All in all, this place has been pretty nice. Swanky. Definitely better than the rehab Mom and Doug shoved me into, even though it probably cost the same.

The pool time I get is great, group therapy isn’t as bad as I thought it’d be, and the art and music therapy has been interesting.

But fuck yoga therapy. The only thing about me that’s flexible are my morals. Also, child’s pose put me to sleep and they frown upon that apparently.

I’m getting through it though. I haven’t really noticed a difference with the new meds yet, but Dr. Kay said it’ll take a couple more weeks to tell. I definitely feel more stable than whenI came in, even though the depression is still there, but it doesn’t feel so…big anymore.
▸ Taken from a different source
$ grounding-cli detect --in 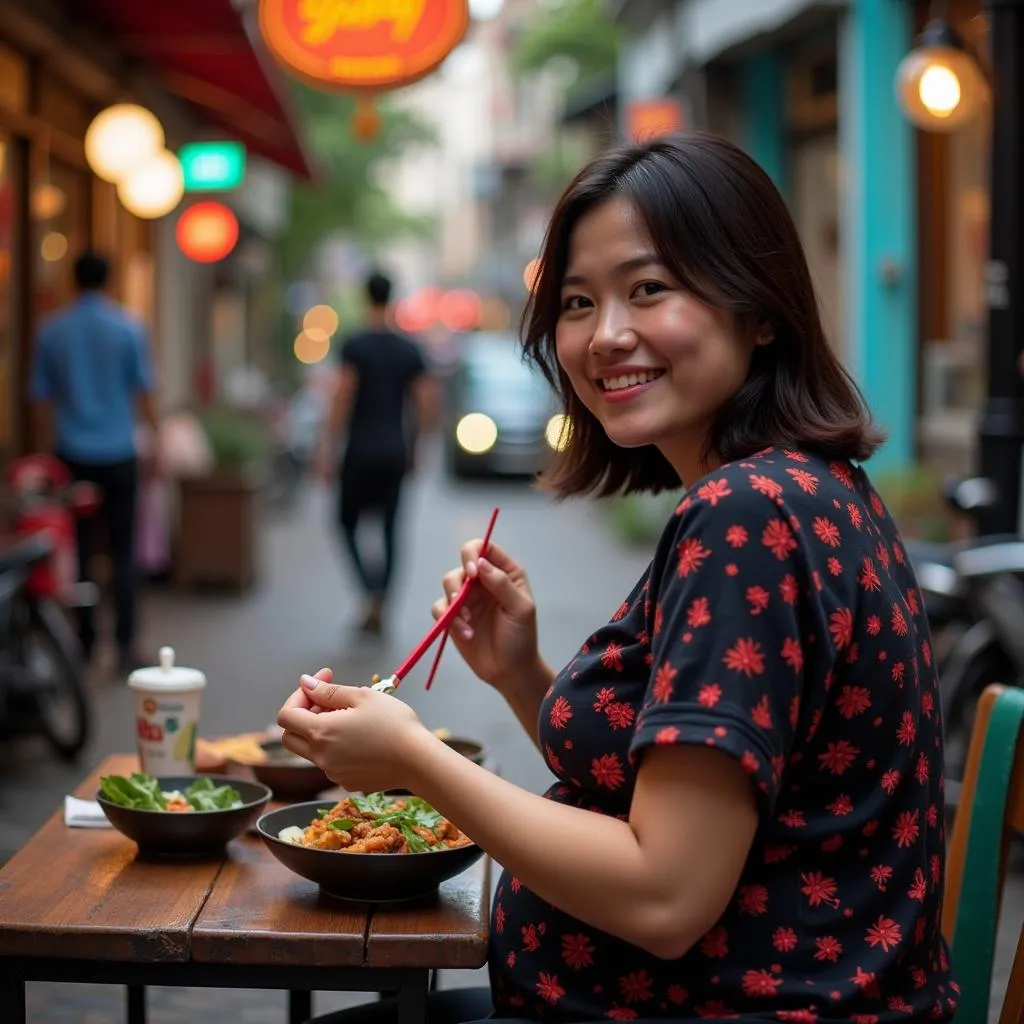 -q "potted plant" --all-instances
[175,407,269,591]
Like it’s no longer controlling me.

It feels like forever since I’ve seen you, but also like it was just yesterday. Time moves weird in this place. It’s disorienting to be cut off from the outside world like this. No TV, no phone, no social media. It’s as if my life has paused while I try to get my shit together, but the world is racing ahead without me…like I’ll have to run and catch the train back to my old life and there’s a chance I won’t make it.

But don’t worry, baby. I’ll always come back to you if you’ll wait for me.

Chapter 48

Theo

Journal Day 19

Mercury,

I had a dream last night.

I saw two little boys running through the woods, happy and laughing. Eventually I realized it was because I was chasing them. They seemed familiar the closer I got, but I couldn’t see their faces.

Then I heard your voice. You called out to me. The boys turned around and I thought they were us, but they weren’t. They were different, but I knew them.

They were ours. The best parts of us.

I think I know why I dreamed of them. Yesterday was rough…the hardest day I’ve had since coming here. I’m not sure why, but I was hit with so much doubt, wondering if all this was actually worth it, if it was worth putting you through this justfor the chance to be with me. Wondering if I’d only let you down again.

Then I saw them and I remembered what I’m fighting for. Not just a life together, but a life with them…the family we could have. I never saw myself having kids before. It wasn’t even something I thought I wanted, but I think I do. I want it all with you, Dawson.

Everything we could possibly have in this life, I want to give you. A home. A family. A love that never ends.

A life worth living for.

Chapter 49

Theo

Journal Day 28

Mercury,

Well, this is it. My last day. It feels like I’ve spent a lifetime here.

Dr. Kay thinks I’ve made enough progress to move to outpatient status a couple of days early. I personally think a little Christmas spirit went into that decision, but who am I to argue?

Is it crazy that I’m actually fucking terrified?

I tried so hard not to think of this day when I first got here because it seemed so far off, but the last few days it was all I could think of. I’ve had so many questions on my mind that I gave myself a headache.

Would I feel different when I left? Would everything around me feel different? Would everyone treat me weird or walk oneggshells around me? Would I lose all my progress once I wasn’t here? Would you be proud of me?

Would you still want me?

Will you still be there when I come home to you?